Eines meiner Lieblingslieder ist schon seit Jahren “Le Mistral gagnant” (2,6 MB) von Renaud, einem französischen Sänger. Es handelt von einem Spaziergang im Regen, einer erwachenden Liebe, Erinnerungen, Spaß, Gesprächen bei Sonnenuntergang, der Freude am Leben, Wehmut und vom Mistral. Einfach nur Renaud mit Klavierbegleitung, wunderschön.

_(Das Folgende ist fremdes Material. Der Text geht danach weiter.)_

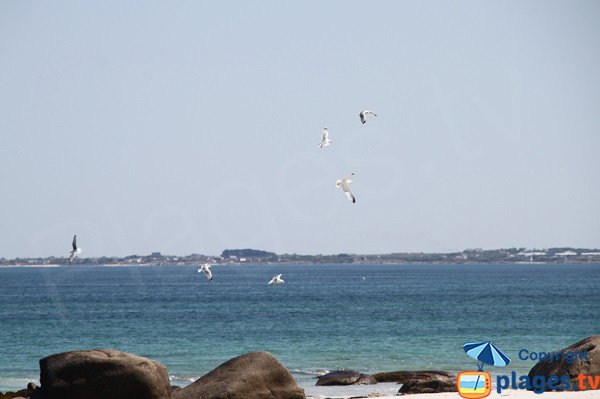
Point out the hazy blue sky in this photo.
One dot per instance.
(191, 127)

Viele dieser Lieder habe ich schon seit Jahren nicht mehr gehört, weil ich keinen Plattenspieler der alten Art mehr habe und die CD’s entweder nicht gefunden oder einfach noch nicht danach gesucht habe. Trotzdem: Als ich die MP3’s diese Woche wieder hörte, war ich augenblicklich wieder an die Orte und in die Zeit zurückversetzt, in der ich die Songs am häufigsten gehört habe. The Carpenters’ “Top of the World”—meine Grundschulzeit. Duran Durans “Wild Boys”—ein Tanzstundensong. Evelyn Thomas’ “High Energy”—Klassenfahrt, die Disco auf dem Boot auf der Spree. Martinelli, “Cenerentola, Cinderella’s Night”—Skifahren in Pfelders. Lucio Dalla, “Il Gigante E La Bambina”—Rom, Ferien bei Annamaria. Folk Friends, “Planxty Irwin”—der verregnete Sommer in Irland. Bee Gees’ “You Win Again”—Abiturvorbereitung… Wer braucht da noch eine Zeitmaschine? Und wie kommt es, daß diese Lieder ihren “Aufdruck” nicht verlieren? Daß ich mich auch nach weiteren 15 Jahren noch an genau diese Plätze und Zeiten erinnern werde, wenn ich die Lieder dazu höre, und nicht an einen Samstagnachmittag im Juni 2000, als ich sie das erste Mal wieder gehört habe? Wie kommt es, daß das Gehirn und vielleicht auch das Herz dort ausnahmsweise nicht mit einer Schultafel vergleichbar sind, die man gegebenenfalls abwischen und neu beschreiben kann, sondern eher mit gebranntem Ton, in dem Ereignisse vor dem Brennen ihre ganz besonderen, unabänderlichen Abdrücke hinterlassen haben? Was ist es, das Musik die Macht gibt, Erinnerungen so sehr einzubrennen, so lange festzuhalten, während man Wichtigeres inzwischen längst schon wieder vergessen hat? Geht das allen Menschen so, oder nur einigen?